Undang-Undang Republik Indonesia Nomor 29 Tahun 1947

Dari Wikisumber bahasa Indonesia, perpustakaan bebas
Undang-Undang Republik Indonesia Nomor 29 Tahun 1947 (UU/1947/29)  (1947) 

Karya ini berada pada domain publik di Indonesia, karena tidak dilindungi hak cipta berdasarkan Pasal 42 Undang-Undang Nomor 28 Tahun 2014 tentang Hak Cipta.

Tidak ada Hak Cipta atas:

  1. hasil rapat terbuka lembaga-lembaga Negara;
  2. peraturan perundang-undangan;
  3. pidato kenegaraan atau pidato pejabat Pemerintah;
  4. putusan pengadilan atau penetapan hakim; atau
  5. kitab suci atau simbol keagamaan.

Karena merupakan dokumen resmi pemerintahan, karya ini juga berada pada domain publik di Amerika Serikat.

 



Undang-Undang Republik Indonesia

Nomor 29 Tahun 1947

Tentang

CUKAI, CUKAI MINUMAN KERAS. Mengadakan sanctie terhadap pelanggaran atas Peraturan Cukai minuman keras.

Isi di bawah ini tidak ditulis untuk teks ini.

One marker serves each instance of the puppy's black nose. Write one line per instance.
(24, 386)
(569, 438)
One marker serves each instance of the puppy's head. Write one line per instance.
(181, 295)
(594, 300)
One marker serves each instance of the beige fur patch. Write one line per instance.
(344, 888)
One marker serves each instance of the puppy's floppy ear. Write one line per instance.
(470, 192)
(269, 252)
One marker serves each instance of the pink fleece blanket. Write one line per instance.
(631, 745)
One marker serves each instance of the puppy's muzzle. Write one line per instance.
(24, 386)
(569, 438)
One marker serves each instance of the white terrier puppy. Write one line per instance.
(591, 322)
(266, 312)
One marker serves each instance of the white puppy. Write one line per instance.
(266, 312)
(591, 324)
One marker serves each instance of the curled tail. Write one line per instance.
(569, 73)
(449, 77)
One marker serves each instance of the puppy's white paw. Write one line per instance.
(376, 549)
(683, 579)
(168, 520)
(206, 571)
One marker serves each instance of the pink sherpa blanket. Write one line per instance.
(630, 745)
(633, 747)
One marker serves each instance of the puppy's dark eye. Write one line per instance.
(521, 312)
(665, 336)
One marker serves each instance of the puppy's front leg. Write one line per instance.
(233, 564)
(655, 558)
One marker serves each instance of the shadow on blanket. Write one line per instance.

PRESIDEN REPUBLIK INDONESIA,


Menimbang:

a. bahwa perlu diadakan "Aturan-aturan" mengenai pelanggaran-pelanggaran Osamu Seirei No. 32-1944, (tentang cukai minuman keras) yang dengan Undang-undang tahun 1946 No. 1 telah hilang sanctienya sedang cukai tersebut berhubung dengan keadaan Keuangan Negara tidak dapat dihilangkan;

b. bahwa perlu beberapa kata-kata di dalam Osamu Seirei tersebut diganti dengan istilahistilah bahasa Indonesia;

c. bahwa perlu ditambah beberapa pasal agar penyelesaian yang effectief dan cepat dapat diselenggarakan oleh instansi yang berkewajiban;

Mengingat:

Osamu Seirei No. 32-1944; pasal 5 ayat 1 dan pasal 23 ayat 2 dari Undang-undang Dasar Negara Republik Indonesia; pasal IV "Aturan Peralihan" dari Undang-undang Dasar dan Maklumat Wakil Presiden Republik Indonesia tanggal 16-10-1945 No. X;


Dengan persetujuan Badan Pekerja Komite Nasional Pusat;


Memutuskan:


Menetapkan peraturan sebagai berikut:


UNDANG-UNDANG CUKAI MINUMAN KERAS.

Pasal 1.

Jikalau dalam peraturan tentang cukai minuman keras ditulis perkataan "Zaimubutyo" atau perkataan "Gunseikan", maka perkataan-perkataan itu harus dibaca "Menteri Keuangan".

Pasal 2.

ATURAN HUKUMAN.


1. Barang siapa yang membuat minuman keras dengan tidak mendapat izin perusahaan, dihukum dengan hukuman kurungan paling lama satu tahun, atau dengan hukuman denda paling banyak R. 20.000,- (dua puluh ribu rupiah) sedang minuman keras yang dibuatnya serta mesin-mesin, alat-alat dan bejana-bejana yang dipergunakan, dirampas pula.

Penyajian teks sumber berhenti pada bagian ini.